Law would tie Israel's hands in future talks

JERUSALEM - Israel's parliament has passed a law that could block the release, in any future peace negotiations, of Palestinian prisoners convicted of murder, a spokesman said Tuesday.
The 120-member Knesset voted late Monday 35 to 15 in favour of the bill, which was initiated by a far-right politician and approved by the cabinet in June, a parliament spokesman said.
The law gives judges the power to convict murderers under a new category of "extraordinarily severe circumstances" which would prevent the government from releasing them in any future deals.
Israel freed 78 Palestinian prisoners during failed US-backed peace talks between July 2013 and April, including many who had been convicted for murdering Israeli civilians.

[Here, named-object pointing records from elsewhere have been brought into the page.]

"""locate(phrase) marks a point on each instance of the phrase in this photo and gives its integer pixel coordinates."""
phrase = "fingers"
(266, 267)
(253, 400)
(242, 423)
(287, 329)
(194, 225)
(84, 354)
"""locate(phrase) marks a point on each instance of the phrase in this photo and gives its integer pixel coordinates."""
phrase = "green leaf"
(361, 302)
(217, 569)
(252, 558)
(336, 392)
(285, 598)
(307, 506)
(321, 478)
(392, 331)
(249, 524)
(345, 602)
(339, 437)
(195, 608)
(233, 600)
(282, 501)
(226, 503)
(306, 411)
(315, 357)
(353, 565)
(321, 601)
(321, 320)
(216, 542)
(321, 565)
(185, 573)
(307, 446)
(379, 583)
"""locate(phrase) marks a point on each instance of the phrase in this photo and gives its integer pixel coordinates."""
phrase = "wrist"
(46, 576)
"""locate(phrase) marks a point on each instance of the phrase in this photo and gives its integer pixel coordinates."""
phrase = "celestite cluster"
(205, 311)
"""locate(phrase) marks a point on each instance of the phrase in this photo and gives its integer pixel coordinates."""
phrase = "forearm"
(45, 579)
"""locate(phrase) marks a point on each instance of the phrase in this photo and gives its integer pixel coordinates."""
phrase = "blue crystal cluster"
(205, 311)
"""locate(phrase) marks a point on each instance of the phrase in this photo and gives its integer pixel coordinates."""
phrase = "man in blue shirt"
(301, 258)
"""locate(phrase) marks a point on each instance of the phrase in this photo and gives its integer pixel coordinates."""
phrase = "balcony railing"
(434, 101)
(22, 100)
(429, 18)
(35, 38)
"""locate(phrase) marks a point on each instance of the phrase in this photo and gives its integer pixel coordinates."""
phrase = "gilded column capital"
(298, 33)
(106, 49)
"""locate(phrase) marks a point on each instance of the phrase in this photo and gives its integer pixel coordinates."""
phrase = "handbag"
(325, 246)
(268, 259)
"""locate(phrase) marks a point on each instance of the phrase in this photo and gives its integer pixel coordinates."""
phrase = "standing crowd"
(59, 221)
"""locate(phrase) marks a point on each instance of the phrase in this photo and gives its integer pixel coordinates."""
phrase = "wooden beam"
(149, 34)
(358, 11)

The Jewish state also famously released 1,027 Palestinian prisoners in 2011 in exchange for the freedom of an Israeli soldier held for five years by the Palestinian militant group Hamas.
The releases angered hardliners such as Ayelet Shaked of the far-right Jewish Home party who initiated the new law earlier this year.
"The mass release of terrorists through diplomatic deals makes a mockery of the Israeli public as does shortening the prison terms of criminal murderers," she said in a statement in June.
But left-leaning politicians have said the law would tie Israel's hands in future talks, with Zehava Gal-On of the Meretz party accusing Prime Minister Benjamin Netanyahu of "capitulating to the extreme right and supporting a demagogic law."